OpenAI, il cda avrà potere di veto su Sam Altman

Non solo un team per controllare l’intelligenza artificiale sovrumana: sono diverse le politiche messe in campo da OpenAI per contrastare i rischi legati alla tecnologia del momento. L’ultima in ordine di tempo, come riporta Business Insider, riguarda l’organizzazione interna della società.

In particolare, lo scorso 17 dicembre l’azienda di San Francisco ha diffuso un nuovo quadro di sicurezza denominato “quadro di preparazione” che, tra le altre misure per “tracciare, valutare, prevedere e proteggere dai rischi catastrofici posti da modelli sempre più potenti”, conferirebbe al consiglio di amministrazione poteri di veto sull’amministratore delegato Sam Altman.

Nel dettaglio, OpenAI metterà in piedi un gruppo di lavoro consultivo chiamato a valutare le questioni legate alla sicurezza interfunzionale. Tra le altre funzioni, esso avrebbe quella di rivedere i rapporti sui rischi emergenti per poi aggiornare direttamente l’amministratore delegato e il consiglio d’amministrazione dell’azienda californiana. Al termine di questo processo, l’autorità decisionale spetta poi al cda e non all’ad.

In base al nuovo quadro di sicurezza, Sam Altman e il team che lavora a stretto contatto con lui saranno dunque chiamati a rispondere al consiglio di amministrazione di OpenAI. Situazione peraltro in linea anche con ciò che lo stesso dirigente ha detto pubblicamente in un’intervista rilasciata a giugno a Bloomberg: “Qui – disse – non ci si dovrebbe fidare di nessuno. Non ho azioni con super voto. Non le voglio. Il consiglio può licenziarmi. Penso che sia importante“.

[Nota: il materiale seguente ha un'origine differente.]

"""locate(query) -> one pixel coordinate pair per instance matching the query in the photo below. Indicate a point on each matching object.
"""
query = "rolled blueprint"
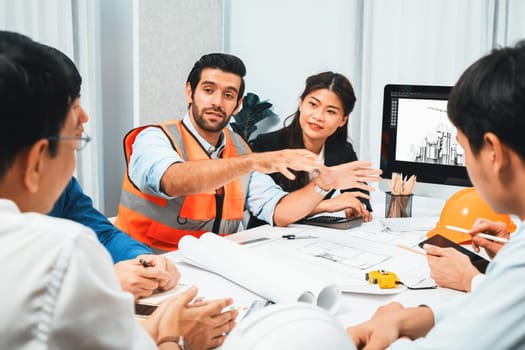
(270, 277)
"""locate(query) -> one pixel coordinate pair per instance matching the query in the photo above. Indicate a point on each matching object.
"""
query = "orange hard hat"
(461, 210)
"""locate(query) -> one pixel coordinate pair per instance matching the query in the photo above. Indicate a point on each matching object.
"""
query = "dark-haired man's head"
(35, 101)
(214, 91)
(225, 62)
(487, 105)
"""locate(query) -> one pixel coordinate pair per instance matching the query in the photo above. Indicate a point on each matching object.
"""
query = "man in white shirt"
(60, 290)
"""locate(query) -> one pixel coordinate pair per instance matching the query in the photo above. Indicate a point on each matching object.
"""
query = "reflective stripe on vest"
(160, 222)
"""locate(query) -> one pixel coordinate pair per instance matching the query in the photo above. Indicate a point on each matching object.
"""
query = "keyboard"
(332, 221)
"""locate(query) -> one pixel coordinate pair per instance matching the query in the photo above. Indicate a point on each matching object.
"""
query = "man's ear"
(239, 104)
(188, 93)
(343, 123)
(36, 159)
(498, 152)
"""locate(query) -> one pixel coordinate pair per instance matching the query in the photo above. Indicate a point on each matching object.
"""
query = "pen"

E in effetti lo scorso 17 novembre il 38enne di Chicago era stato mandato via dall’azienda che aveva fondato nel 2015 con Elon Musk a causa di attriti con alcuni membri del cda e riguardanti il rapido sviluppo dell’intelligenza artificiale, su cui il manager non sarebbe stato “abbastanza sincero”. Nei giorni successivi, ci furono il ritorno in carica dell’ad e il cambio dell’organigramma del cda, che oggi comprende Bret Taylor, Larry Summers e Adam D’Angelo.